Conferences: NBER Asset Pricing Meeting 2020, CICF 2021, The Finance Symposium 2021, SFA 2021, New Zealand Finance Meeting 2021, Jackson Hole Finance Group Conference 2022, SWFA 2022, SFS Cavalcade North America 2022
Due to weak performance persistence, it is challenging to identify active mutual funds that can predictively outperform passive benchmarks. I focus on a specific type of “stock-picking” skills and aim to identify funds possessing such skills ex-ante by developing a novel first-order stochastic dominance (FSD) test based on counterfactual portfolios. The new method has appealing properties because it evaluates the entire fund return distribution, developing robustness to a missing-factor problem. Empirically, the FSD-identified funds deliver an annualized out-of-sample before-fees (after-fees) Carhart alpha of 2.84% (1.58%). These funds are smaller in size, charge higher fees, hold fewer stocks, attract more flows, and show stronger performance persistence.
This course provides an introduction to financial economics. Its main objective is to rigorously develop the foundations of modern finance theory regarding asset pricing and financial markets. The topics include arbitrage asset pricing, optimal consumption-portfolio choices, static equilibrium models of asset pricing, asymmetric information, and dynamic modeling. The course prepares students for further study of asset pricing theories, corporate finance and econometric work in finance.

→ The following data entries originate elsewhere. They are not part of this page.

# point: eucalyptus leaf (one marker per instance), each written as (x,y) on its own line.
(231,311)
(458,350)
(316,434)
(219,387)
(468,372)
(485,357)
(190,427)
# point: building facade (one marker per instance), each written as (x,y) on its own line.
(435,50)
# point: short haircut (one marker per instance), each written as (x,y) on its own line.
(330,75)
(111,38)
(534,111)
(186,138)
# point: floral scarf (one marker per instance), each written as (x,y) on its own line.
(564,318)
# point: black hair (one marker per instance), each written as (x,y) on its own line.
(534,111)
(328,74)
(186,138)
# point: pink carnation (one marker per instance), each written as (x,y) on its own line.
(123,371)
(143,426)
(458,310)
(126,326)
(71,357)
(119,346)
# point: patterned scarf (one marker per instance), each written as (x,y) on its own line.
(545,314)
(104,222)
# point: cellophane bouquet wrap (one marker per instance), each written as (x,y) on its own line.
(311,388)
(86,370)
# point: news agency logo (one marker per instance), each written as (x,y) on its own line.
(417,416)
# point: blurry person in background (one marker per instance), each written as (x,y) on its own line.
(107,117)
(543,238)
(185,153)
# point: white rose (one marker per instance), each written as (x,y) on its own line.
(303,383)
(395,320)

The course is designed for first-year PhD students in finance, and assumes familiarity with basic microeconomics and macroeconomics.
This course serves as an introduction to the theory and practice of financial economics. It provides a market-oriented framework for analyzing the investment and financing decisions made by households, institutions or corporations. The three major questions, which this course aims to answer, are: 1) How should the participants of the financial market evaluate financial claims 2) How do corporate managers decide which projects to undertake? and 3) How do they decide how to finance these projects? Topics discussed include valuation of financial assets, capital budgeting techniques, theories of capital structure, and capital market efficiency.